# Time taken to complete degree
Obtain all the data for the Bachelor students, starting from 2007. Keep only the students for which you have an entry for both Bachelor semestre 1 and Bachelor semestre 6. Compute how many months it took each student to go from the first to the sixth semester.

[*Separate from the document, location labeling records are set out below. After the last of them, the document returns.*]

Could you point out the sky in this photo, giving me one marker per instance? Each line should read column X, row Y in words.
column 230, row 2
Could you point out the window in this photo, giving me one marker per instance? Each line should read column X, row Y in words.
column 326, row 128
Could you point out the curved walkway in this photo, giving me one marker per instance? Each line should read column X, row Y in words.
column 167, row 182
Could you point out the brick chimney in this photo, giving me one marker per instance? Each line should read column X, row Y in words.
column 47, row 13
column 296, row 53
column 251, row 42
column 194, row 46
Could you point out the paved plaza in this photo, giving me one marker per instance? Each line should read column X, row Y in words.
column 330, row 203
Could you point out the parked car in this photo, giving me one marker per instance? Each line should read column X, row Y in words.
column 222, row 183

Partition the data between male and female students, and compute the average -- is the difference in average statistically significant?

In [31]:
import requests as req
import urllib
import pandas as pd
from bs4 import BeautifulSoup as bes

#Add the base url where the form is
base_url = "http://isa.epfl.ch/imoniteur_ISAP/!gedpublicreports.htm?ww_i_reportmodel=133685247"
full_url = "http://isa.epfl.ch/imoniteur_ISAP/!GEDPUBLICREPORTS.filter?ww_b_list=1&ww_i_reportmodel=133685247&ww_c_langue=&ww_i_reportModelXsl=133685270&zz_x_UNITE_ACAD=&ww_x_UNITE_ACAD=249847&zz_x_PERIODE_ACAD=&ww_x_PERIODE_ACAD=213638028&zz_x_PERIODE_PEDAGO=&ww_x_PERIODE_PEDAGO=249108&zz_x_HIVERETE=&ww_x_HIVERETE=2936286&dummy=ok"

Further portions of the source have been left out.